Our guide, Maria Jose Machuca, showed us how locals dig their own thermal pools in the soft banks, scraping away layers of pebbles and mineral clay to expose waters rich in sodium, potassium, calcium and magnesium. "People come to bathe and connect with Puyemama," she said. "That's what they call the spirit of Mother Nature."

There is also a more formal spa in the area. Its thermal pools -- two housed in a solarium lodge and another al fresco -- attract visitors with chronic illnesses or undergoing physiotherapy. As manager Consuela Santana explained, the waters' magnesium is a laxative, sodium lowers blood pressure and lithium acts as an antidepressant. But "the most important quality is the pH balance," she added, "which is very alkaline.
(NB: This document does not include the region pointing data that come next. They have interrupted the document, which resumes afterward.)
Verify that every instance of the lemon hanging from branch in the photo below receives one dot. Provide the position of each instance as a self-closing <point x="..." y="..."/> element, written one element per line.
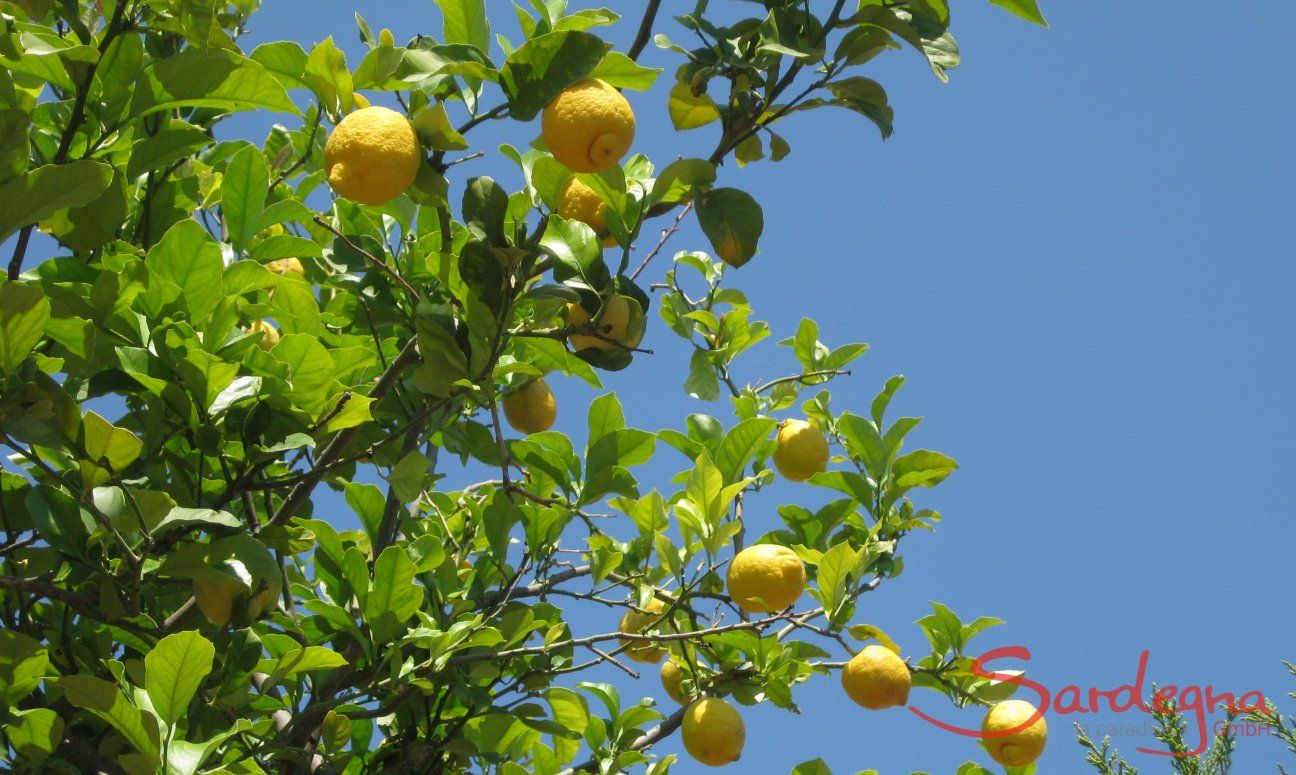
<point x="589" y="126"/>
<point x="372" y="156"/>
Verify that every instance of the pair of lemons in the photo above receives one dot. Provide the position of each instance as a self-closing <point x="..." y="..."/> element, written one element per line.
<point x="373" y="154"/>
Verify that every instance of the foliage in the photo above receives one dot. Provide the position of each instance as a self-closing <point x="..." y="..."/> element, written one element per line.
<point x="154" y="433"/>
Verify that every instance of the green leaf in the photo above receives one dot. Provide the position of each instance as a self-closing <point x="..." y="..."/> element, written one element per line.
<point x="436" y="131"/>
<point x="23" y="314"/>
<point x="701" y="382"/>
<point x="836" y="569"/>
<point x="23" y="662"/>
<point x="465" y="21"/>
<point x="408" y="476"/>
<point x="104" y="442"/>
<point x="108" y="703"/>
<point x="605" y="415"/>
<point x="328" y="77"/>
<point x="35" y="734"/>
<point x="705" y="489"/>
<point x="189" y="258"/>
<point x="624" y="73"/>
<point x="14" y="145"/>
<point x="811" y="767"/>
<point x="546" y="65"/>
<point x="867" y="97"/>
<point x="394" y="596"/>
<point x="174" y="670"/>
<point x="740" y="446"/>
<point x="209" y="78"/>
<point x="732" y="220"/>
<point x="243" y="195"/>
<point x="688" y="110"/>
<point x="44" y="191"/>
<point x="922" y="468"/>
<point x="679" y="180"/>
<point x="189" y="517"/>
<point x="1027" y="9"/>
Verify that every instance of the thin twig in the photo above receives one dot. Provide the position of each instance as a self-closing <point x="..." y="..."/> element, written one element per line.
<point x="644" y="33"/>
<point x="375" y="259"/>
<point x="665" y="235"/>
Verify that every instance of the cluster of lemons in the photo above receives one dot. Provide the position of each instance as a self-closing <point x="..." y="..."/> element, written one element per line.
<point x="372" y="157"/>
<point x="769" y="578"/>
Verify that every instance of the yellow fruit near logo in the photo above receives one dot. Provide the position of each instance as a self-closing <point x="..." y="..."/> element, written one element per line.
<point x="613" y="327"/>
<point x="589" y="126"/>
<point x="577" y="201"/>
<point x="802" y="450"/>
<point x="766" y="578"/>
<point x="671" y="677"/>
<point x="287" y="266"/>
<point x="372" y="156"/>
<point x="713" y="732"/>
<point x="268" y="333"/>
<point x="876" y="678"/>
<point x="1021" y="745"/>
<point x="532" y="410"/>
<point x="636" y="621"/>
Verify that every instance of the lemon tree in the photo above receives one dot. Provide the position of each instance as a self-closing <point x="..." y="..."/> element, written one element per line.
<point x="248" y="386"/>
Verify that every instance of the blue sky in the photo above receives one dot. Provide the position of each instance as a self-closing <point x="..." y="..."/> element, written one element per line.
<point x="1078" y="254"/>
<point x="1075" y="252"/>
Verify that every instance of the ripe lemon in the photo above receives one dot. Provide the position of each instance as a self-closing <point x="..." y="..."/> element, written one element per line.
<point x="287" y="266"/>
<point x="248" y="583"/>
<point x="372" y="156"/>
<point x="1021" y="747"/>
<point x="613" y="325"/>
<point x="713" y="732"/>
<point x="802" y="450"/>
<point x="766" y="578"/>
<point x="532" y="408"/>
<point x="876" y="678"/>
<point x="636" y="621"/>
<point x="589" y="126"/>
<point x="670" y="681"/>
<point x="577" y="201"/>
<point x="268" y="333"/>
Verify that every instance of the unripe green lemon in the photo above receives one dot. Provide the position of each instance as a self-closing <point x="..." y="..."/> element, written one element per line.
<point x="532" y="410"/>
<point x="636" y="621"/>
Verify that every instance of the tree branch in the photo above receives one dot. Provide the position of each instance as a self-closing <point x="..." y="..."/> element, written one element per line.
<point x="644" y="33"/>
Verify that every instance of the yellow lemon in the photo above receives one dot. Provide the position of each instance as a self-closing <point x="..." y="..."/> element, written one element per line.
<point x="613" y="325"/>
<point x="577" y="201"/>
<point x="1025" y="743"/>
<point x="287" y="266"/>
<point x="589" y="126"/>
<point x="372" y="156"/>
<point x="268" y="333"/>
<point x="766" y="578"/>
<point x="670" y="681"/>
<point x="802" y="450"/>
<point x="635" y="621"/>
<point x="876" y="678"/>
<point x="713" y="732"/>
<point x="532" y="408"/>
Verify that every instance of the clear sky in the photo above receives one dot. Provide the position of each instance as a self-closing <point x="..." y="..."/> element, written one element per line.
<point x="1078" y="253"/>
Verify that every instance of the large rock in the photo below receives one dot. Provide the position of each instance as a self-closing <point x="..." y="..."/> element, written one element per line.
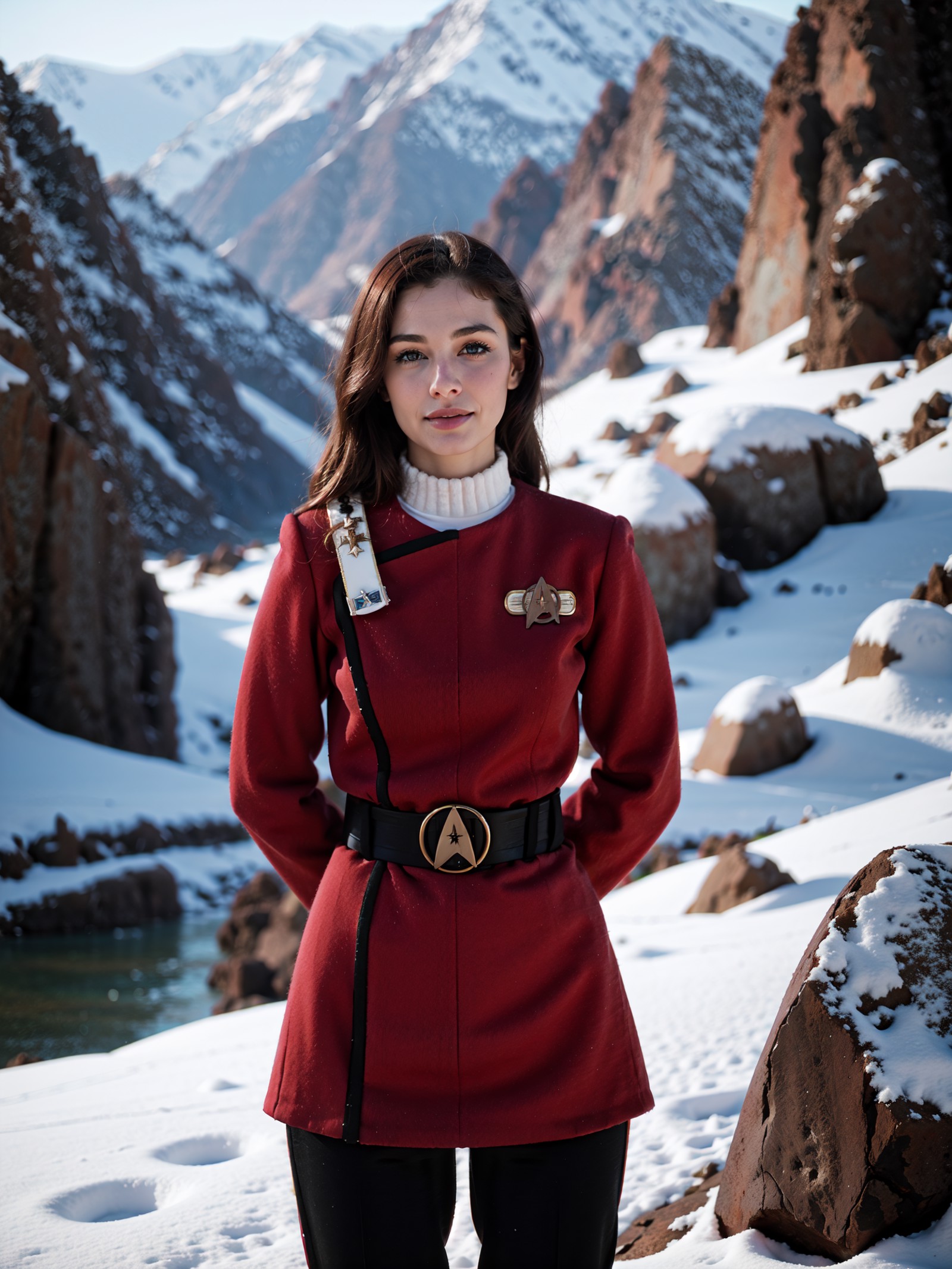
<point x="756" y="728"/>
<point x="738" y="877"/>
<point x="674" y="537"/>
<point x="262" y="937"/>
<point x="835" y="106"/>
<point x="774" y="476"/>
<point x="655" y="224"/>
<point x="845" y="1133"/>
<point x="879" y="280"/>
<point x="135" y="898"/>
<point x="912" y="631"/>
<point x="522" y="210"/>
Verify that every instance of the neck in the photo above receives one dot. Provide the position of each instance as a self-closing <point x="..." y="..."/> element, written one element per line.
<point x="453" y="466"/>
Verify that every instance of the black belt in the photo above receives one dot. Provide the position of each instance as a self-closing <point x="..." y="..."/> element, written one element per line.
<point x="453" y="838"/>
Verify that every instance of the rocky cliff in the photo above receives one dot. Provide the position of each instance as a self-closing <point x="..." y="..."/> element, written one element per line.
<point x="191" y="463"/>
<point x="861" y="82"/>
<point x="86" y="640"/>
<point x="652" y="221"/>
<point x="425" y="137"/>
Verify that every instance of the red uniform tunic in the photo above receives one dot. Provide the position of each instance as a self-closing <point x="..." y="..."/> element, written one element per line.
<point x="496" y="1009"/>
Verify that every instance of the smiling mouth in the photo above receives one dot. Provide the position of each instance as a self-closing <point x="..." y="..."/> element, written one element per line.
<point x="446" y="419"/>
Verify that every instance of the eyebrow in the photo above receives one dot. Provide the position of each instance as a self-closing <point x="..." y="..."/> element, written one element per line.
<point x="458" y="334"/>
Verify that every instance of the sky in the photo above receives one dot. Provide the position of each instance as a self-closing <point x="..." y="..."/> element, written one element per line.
<point x="132" y="33"/>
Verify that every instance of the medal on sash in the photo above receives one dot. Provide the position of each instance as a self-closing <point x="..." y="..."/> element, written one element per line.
<point x="364" y="589"/>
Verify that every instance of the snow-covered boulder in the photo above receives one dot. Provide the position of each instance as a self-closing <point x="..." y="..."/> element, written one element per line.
<point x="738" y="877"/>
<point x="774" y="476"/>
<point x="845" y="1133"/>
<point x="674" y="537"/>
<point x="909" y="631"/>
<point x="756" y="728"/>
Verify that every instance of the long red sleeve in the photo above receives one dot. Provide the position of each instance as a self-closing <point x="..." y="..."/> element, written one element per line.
<point x="278" y="726"/>
<point x="629" y="715"/>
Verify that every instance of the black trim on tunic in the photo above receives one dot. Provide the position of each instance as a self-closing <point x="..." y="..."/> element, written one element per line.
<point x="352" y="647"/>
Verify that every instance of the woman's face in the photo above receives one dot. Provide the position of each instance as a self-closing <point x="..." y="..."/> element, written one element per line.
<point x="449" y="371"/>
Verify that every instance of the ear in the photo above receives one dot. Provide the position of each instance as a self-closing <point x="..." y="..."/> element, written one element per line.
<point x="517" y="365"/>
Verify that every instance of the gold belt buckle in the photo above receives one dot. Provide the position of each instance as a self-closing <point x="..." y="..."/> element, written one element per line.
<point x="453" y="839"/>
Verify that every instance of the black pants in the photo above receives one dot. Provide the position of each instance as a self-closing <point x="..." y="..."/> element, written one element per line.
<point x="553" y="1206"/>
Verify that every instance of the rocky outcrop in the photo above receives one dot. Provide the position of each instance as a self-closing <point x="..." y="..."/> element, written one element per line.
<point x="756" y="728"/>
<point x="774" y="476"/>
<point x="912" y="631"/>
<point x="674" y="537"/>
<point x="835" y="106"/>
<point x="155" y="409"/>
<point x="261" y="937"/>
<point x="521" y="211"/>
<point x="135" y="898"/>
<point x="738" y="877"/>
<point x="845" y="1133"/>
<point x="624" y="359"/>
<point x="659" y="225"/>
<point x="878" y="277"/>
<point x="654" y="1230"/>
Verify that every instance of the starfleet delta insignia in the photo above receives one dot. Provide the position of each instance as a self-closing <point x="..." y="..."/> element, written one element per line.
<point x="364" y="589"/>
<point x="540" y="603"/>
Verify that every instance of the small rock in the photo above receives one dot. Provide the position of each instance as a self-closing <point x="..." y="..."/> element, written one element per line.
<point x="737" y="879"/>
<point x="615" y="431"/>
<point x="756" y="728"/>
<point x="624" y="359"/>
<point x="673" y="385"/>
<point x="931" y="350"/>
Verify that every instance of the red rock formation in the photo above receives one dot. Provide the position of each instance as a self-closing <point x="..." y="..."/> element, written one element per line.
<point x="837" y="103"/>
<point x="835" y="1149"/>
<point x="652" y="226"/>
<point x="737" y="879"/>
<point x="521" y="211"/>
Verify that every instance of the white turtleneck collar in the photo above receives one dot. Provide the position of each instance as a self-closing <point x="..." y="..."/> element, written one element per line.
<point x="459" y="502"/>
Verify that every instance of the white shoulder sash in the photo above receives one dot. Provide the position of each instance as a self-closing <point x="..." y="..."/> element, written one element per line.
<point x="364" y="589"/>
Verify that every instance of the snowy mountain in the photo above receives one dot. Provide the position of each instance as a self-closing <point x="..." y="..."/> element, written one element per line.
<point x="646" y="236"/>
<point x="192" y="463"/>
<point x="258" y="343"/>
<point x="122" y="116"/>
<point x="427" y="136"/>
<point x="298" y="82"/>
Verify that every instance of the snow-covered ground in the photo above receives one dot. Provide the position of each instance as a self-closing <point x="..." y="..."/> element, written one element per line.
<point x="159" y="1154"/>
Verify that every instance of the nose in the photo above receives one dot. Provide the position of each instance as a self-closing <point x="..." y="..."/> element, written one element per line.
<point x="446" y="377"/>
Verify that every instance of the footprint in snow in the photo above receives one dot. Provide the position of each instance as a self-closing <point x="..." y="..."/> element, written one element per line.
<point x="107" y="1201"/>
<point x="201" y="1151"/>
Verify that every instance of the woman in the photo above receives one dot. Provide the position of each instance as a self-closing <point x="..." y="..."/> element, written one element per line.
<point x="455" y="984"/>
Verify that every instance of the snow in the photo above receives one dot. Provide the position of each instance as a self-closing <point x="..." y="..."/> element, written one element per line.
<point x="652" y="497"/>
<point x="45" y="773"/>
<point x="11" y="376"/>
<point x="122" y="116"/>
<point x="919" y="631"/>
<point x="752" y="698"/>
<point x="144" y="435"/>
<point x="730" y="434"/>
<point x="906" y="1052"/>
<point x="300" y="441"/>
<point x="167" y="1135"/>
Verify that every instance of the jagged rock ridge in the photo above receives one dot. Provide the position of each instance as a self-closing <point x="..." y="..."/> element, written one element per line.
<point x="191" y="463"/>
<point x="658" y="224"/>
<point x="425" y="137"/>
<point x="840" y="102"/>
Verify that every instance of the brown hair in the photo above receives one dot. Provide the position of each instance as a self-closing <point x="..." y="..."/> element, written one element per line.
<point x="362" y="455"/>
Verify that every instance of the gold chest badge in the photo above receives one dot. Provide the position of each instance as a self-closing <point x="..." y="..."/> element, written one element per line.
<point x="540" y="603"/>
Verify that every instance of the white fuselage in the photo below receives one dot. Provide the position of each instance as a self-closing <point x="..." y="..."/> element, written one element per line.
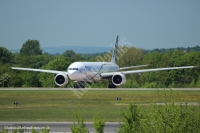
<point x="87" y="71"/>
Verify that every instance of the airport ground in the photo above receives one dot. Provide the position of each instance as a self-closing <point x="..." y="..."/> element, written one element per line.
<point x="60" y="105"/>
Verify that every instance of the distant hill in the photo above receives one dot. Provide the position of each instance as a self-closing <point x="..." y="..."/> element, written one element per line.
<point x="77" y="49"/>
<point x="163" y="50"/>
<point x="94" y="50"/>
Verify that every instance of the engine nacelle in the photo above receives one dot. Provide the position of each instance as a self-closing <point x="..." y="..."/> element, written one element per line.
<point x="118" y="79"/>
<point x="61" y="79"/>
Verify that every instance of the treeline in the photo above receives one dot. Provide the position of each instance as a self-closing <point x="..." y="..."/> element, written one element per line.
<point x="188" y="49"/>
<point x="31" y="56"/>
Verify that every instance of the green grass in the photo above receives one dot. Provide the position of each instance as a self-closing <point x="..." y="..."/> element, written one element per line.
<point x="61" y="105"/>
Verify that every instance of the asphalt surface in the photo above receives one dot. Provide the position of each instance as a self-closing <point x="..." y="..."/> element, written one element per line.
<point x="110" y="127"/>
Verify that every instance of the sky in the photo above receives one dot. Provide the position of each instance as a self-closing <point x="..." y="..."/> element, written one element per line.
<point x="146" y="24"/>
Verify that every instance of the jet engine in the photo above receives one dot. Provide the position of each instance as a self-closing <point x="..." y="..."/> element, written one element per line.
<point x="118" y="79"/>
<point x="61" y="79"/>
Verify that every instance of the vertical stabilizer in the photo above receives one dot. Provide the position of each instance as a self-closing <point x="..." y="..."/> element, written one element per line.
<point x="113" y="60"/>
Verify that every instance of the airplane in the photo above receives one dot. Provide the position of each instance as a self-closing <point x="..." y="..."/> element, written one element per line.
<point x="87" y="72"/>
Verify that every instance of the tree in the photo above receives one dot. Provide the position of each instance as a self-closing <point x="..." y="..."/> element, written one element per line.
<point x="5" y="56"/>
<point x="31" y="47"/>
<point x="68" y="53"/>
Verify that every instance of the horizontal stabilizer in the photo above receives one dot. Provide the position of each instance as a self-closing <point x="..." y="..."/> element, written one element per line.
<point x="124" y="68"/>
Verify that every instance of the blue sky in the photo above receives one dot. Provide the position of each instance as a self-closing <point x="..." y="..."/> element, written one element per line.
<point x="145" y="24"/>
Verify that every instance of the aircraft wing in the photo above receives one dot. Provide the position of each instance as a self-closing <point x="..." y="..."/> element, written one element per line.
<point x="39" y="70"/>
<point x="142" y="71"/>
<point x="124" y="68"/>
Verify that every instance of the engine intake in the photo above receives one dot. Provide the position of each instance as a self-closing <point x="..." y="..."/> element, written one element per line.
<point x="118" y="79"/>
<point x="61" y="79"/>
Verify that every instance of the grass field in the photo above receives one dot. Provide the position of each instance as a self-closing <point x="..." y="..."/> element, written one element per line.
<point x="52" y="105"/>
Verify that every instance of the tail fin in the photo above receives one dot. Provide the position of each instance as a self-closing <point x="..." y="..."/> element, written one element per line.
<point x="113" y="60"/>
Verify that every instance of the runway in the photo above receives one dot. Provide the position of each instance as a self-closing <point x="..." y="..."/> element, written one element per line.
<point x="110" y="127"/>
<point x="56" y="126"/>
<point x="109" y="89"/>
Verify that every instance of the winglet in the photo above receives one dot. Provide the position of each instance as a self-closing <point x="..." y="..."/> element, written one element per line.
<point x="113" y="60"/>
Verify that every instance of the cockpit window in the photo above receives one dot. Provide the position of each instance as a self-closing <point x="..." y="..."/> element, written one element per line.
<point x="72" y="68"/>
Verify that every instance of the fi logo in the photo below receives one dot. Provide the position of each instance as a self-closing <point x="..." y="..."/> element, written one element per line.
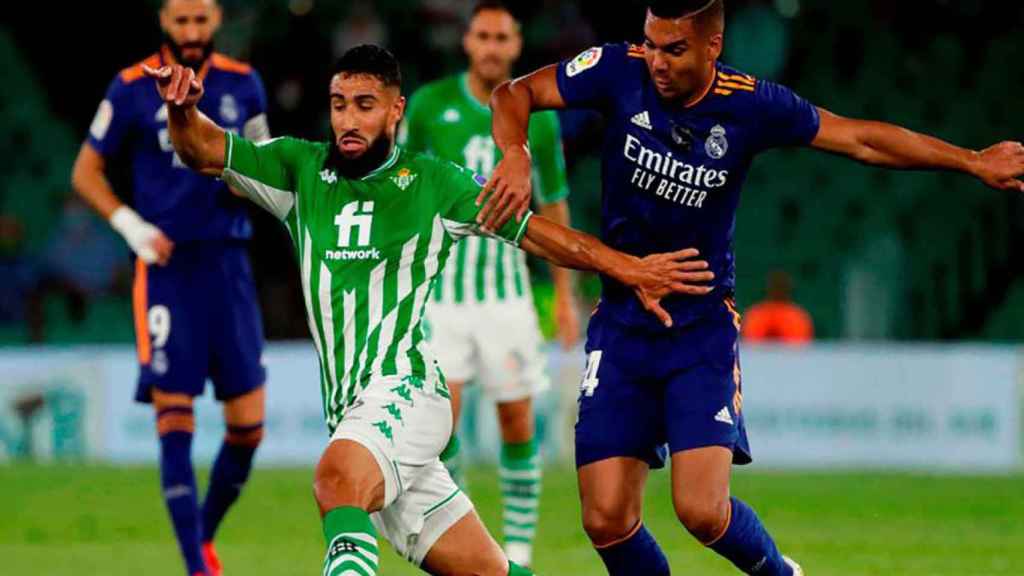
<point x="355" y="217"/>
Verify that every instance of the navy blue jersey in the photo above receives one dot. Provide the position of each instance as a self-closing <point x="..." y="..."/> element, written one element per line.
<point x="132" y="122"/>
<point x="672" y="175"/>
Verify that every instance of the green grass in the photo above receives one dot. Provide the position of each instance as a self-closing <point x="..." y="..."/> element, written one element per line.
<point x="66" y="520"/>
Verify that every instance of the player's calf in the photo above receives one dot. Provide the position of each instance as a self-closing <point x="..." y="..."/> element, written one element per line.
<point x="348" y="485"/>
<point x="244" y="433"/>
<point x="175" y="425"/>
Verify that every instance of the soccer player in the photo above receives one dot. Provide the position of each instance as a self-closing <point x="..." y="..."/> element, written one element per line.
<point x="195" y="301"/>
<point x="482" y="323"/>
<point x="372" y="227"/>
<point x="682" y="130"/>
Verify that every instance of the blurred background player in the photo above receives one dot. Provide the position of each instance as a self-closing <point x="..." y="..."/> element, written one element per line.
<point x="481" y="321"/>
<point x="683" y="130"/>
<point x="195" y="303"/>
<point x="778" y="318"/>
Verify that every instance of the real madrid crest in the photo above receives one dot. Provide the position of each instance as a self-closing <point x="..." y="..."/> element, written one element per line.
<point x="717" y="145"/>
<point x="228" y="109"/>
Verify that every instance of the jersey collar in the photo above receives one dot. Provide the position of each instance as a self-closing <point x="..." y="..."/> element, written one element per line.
<point x="391" y="160"/>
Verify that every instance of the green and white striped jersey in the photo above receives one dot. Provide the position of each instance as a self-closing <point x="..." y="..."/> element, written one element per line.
<point x="369" y="251"/>
<point x="444" y="120"/>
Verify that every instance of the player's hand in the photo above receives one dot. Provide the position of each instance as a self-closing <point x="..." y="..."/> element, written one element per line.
<point x="567" y="318"/>
<point x="147" y="241"/>
<point x="508" y="191"/>
<point x="675" y="273"/>
<point x="177" y="85"/>
<point x="1000" y="166"/>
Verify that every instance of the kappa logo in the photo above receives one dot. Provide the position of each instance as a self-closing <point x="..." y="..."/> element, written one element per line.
<point x="724" y="416"/>
<point x="717" y="146"/>
<point x="329" y="176"/>
<point x="586" y="60"/>
<point x="642" y="120"/>
<point x="403" y="178"/>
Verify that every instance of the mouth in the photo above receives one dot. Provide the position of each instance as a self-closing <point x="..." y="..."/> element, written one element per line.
<point x="351" y="145"/>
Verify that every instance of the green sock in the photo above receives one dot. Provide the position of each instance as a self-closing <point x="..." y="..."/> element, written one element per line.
<point x="351" y="542"/>
<point x="520" y="477"/>
<point x="516" y="570"/>
<point x="452" y="458"/>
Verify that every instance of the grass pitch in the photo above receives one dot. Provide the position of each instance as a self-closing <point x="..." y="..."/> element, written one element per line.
<point x="87" y="520"/>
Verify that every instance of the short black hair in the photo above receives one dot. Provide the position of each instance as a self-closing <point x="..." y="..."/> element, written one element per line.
<point x="705" y="12"/>
<point x="499" y="5"/>
<point x="371" y="60"/>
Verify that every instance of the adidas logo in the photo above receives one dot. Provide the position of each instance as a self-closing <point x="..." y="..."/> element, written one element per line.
<point x="724" y="416"/>
<point x="642" y="120"/>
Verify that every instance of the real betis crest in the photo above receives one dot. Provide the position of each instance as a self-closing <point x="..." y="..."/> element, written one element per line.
<point x="403" y="178"/>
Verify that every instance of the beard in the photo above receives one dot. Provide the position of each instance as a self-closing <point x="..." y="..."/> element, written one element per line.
<point x="177" y="50"/>
<point x="354" y="168"/>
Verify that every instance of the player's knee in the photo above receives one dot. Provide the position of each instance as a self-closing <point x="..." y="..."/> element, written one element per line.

When you have a lot of stress, your body gives off acid and the water neutralizes it."

We heeded Santana's warning to soak for only 15 minutes in the piping-hot 40-degree pool before braving the frigid plunge pool. This was a wise move, since the experience left me tingling with a curious awareness of the warm blood coursing through my veins. We then tried the fango spa treatment, which left our skin silky smooth after being exfoliated with mud from the river.

Who knows if it was the heat of the water or its lithium content, but that night I slept like a baby, enveloped in a cocoon of contentedness.

The following morning, we took a lingering drive north to the Termas Huife, set in the Andean forests near the border of Argentina. Here, a handful of lodges with wood-burning stoves, bathtubs that fill with the area's waters and private decks, are a stone's throw from a spa and outdoor pebble-bottom thermal pools.

I tried the suggested therapy for improved circulation -- soaking in the thermals and plunging into the icy river -- but could only take so much of the drastic temperature change. Then I found the outdoor hydrotherapy pool overlooking the river, where spouting cascades of thermal water banished the knots in my shoulders.